Ablam genç yaşta (18) öldü. Ali ile Mahmut beraber dolaşırlardı. Bu yüzden anamın onlara sözü geçmez. Bütün angarya, yük bana düşerdi. 1943 senesinde memlekette sıtma ve tifo hastalığı vardı. Tifo çok ateşli bir hastalıktı. Hacı Mehmet ve ben bu hastalığa yakalandık. Halk arasında bu hastalığa “oğlanlık” derlerdi.
Hacı Mehmet küçük olduğu için hastalığa dayanamadı. Hastalığı atlattıktan sonra konuşamaz oldu. Hastalanmadan önce ise çok dilli birisiydi. Bu hali nedeniyle Hacı Mehmet de ailede korundu. İşler yine tümüyle bana kaldı.
Anam evde iş yaparken kardeşim Bilal’i benim sırtıma sarardı. Ben onu öylece uzun süre sırtımda taşırdım. Yıllar sonra öğrendim ki o ağırlık benim sırtımda kamburluğa sebep olmuş.

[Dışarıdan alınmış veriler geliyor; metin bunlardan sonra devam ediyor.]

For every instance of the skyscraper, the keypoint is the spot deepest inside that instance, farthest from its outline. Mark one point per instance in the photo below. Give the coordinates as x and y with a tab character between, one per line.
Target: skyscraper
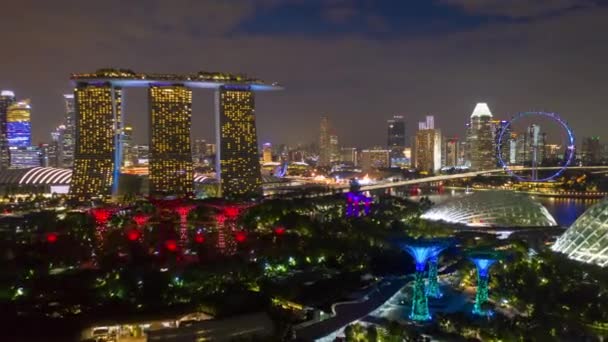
396	141
68	136
239	168
428	150
324	143
267	153
98	124
171	171
7	98
481	139
18	124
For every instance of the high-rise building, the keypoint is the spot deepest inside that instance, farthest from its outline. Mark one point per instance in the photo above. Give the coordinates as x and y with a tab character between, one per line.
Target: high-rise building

Almanya’da bir doktor bana sen gençken sırtında ağır yük taşımışsın dedi. Ben “hayır” diyecek oldum. Sonra hatırladım ki anam Bilal’i sırtıma sarardı ben sırtımda o ağır yükle oynardım.
O tarihte kim düşünür çocuğun beli kambur olacak diye. Ben küçükken diğer kardeşlerime göre el becerim iyi değilmiş. Anam “Bu bir şey başaramayacak öğretmen okuluna gönderelim en iyisi. Bari öğretmen olsun.” dermiş. Beni Ali veya Mahmut ağamla mukayese edermiş. Oysa Mahmut ile aramda 7 yaş fark var. Bunu hiç düşünmemişler. Tabi büyüdüğüm zaman her hususta hepsinden farklı oldum.